From customer restult , Linux host 1 no any issue, what is the Linux host 1 hardware and OS version?
And what is the Linux host 2 hardware and OS version?
And customer seems doubt their board "voltage rail power-up sequence or the routing of the USB signals" , if customer could share related hardware signal waveform or related file, may be we could involve hardware team member for review what they shared.
----------------------------
Hi @igorpadykov
Since it was easier for the automated test setup, we have been using our own hardware as host computers.
We have seen the same issues also with two laptop PC of our software developers. However, since they need their PC for work, we did not do automated test cycles on these machines:
Hi Peter
>We see the issue only with Linux host PCs, but not with Windows hosts.

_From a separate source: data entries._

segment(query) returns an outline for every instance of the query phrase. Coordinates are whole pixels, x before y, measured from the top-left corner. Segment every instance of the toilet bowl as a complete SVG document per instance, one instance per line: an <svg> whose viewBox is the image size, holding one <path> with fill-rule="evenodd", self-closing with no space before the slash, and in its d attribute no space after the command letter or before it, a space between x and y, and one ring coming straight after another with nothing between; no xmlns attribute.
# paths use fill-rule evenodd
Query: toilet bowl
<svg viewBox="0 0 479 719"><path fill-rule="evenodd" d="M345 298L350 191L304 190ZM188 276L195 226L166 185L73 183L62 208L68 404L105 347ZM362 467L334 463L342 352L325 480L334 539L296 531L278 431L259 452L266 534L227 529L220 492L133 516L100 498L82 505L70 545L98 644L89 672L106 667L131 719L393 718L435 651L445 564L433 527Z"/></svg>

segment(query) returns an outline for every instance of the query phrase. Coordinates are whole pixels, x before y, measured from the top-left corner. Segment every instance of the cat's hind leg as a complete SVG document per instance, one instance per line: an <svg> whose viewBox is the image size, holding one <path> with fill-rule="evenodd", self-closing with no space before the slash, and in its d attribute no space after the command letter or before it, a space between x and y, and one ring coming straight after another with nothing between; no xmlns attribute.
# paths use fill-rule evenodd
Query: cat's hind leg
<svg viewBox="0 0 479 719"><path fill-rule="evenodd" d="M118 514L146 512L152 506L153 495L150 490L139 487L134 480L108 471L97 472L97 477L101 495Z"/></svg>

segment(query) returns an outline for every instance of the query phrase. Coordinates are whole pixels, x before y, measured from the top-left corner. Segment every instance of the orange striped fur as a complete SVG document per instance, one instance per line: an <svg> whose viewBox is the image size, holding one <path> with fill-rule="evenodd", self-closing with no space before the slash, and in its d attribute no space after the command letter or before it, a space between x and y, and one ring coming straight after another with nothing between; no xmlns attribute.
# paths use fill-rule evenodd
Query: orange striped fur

seems issue is not caused by i.MX8 processor but Linux computer. One can try several Linux
computers and check if quality usb cables used in the case.
Best regards
igor
Hi @igorpadykov ,
Thank you for your answer. In the meantime, we did further tests with other host PC. We have seen some dependency on the used host PC. On some Linux computers, the issue appears more often than on others. It also happens more often if the i.MX 8QM is plugged in behind a USB hub, but it also happens when we plug in the board directly to the computer's USB port.
We can reproduce the issue easier if the USB cable is plugged in after the board is powered up or the USB cable is replugged. But we definitely see the issue also after a reset or power cycle.
I found an errata that could be related: ERR050053 ROM: USB HID device cannot be re-enumerated successfully after an unplug/plug USB cable operation. The errata sounds very close to the issue we see also on reset or power cycles. Could it be that the errata also affect these procedures?
The issue is crucial for us since we see the enumeration issues on our i.MX 8QM and i.MX 8QXP based products. For automated production testing and programming, it is important that the USB gets enumerated reliable.
additional answer from team:
-------------------
Below from ROM team:
"Regarding this issue, we have conducted debugging, and reproduced the two situations you mentioned as follows:
1. Sometimes it takes several seconds and multiple attempts until the USB port is enumerated.
A: Because there is a CRC error in the packet sent by the host, then the host resets and enumerates again. Because the wrong packet is sent by the host, and the host actively re-enumerates, ROM code cannot control.
2. The issue appears more often when using the reset button.
A: If reset device during enumeration, the ROM code will restart from the beginning. Obviously, it will not respond to the host at this time, so host must re-enumerated.
We found that in both cases, the enumeration can be successful in the end.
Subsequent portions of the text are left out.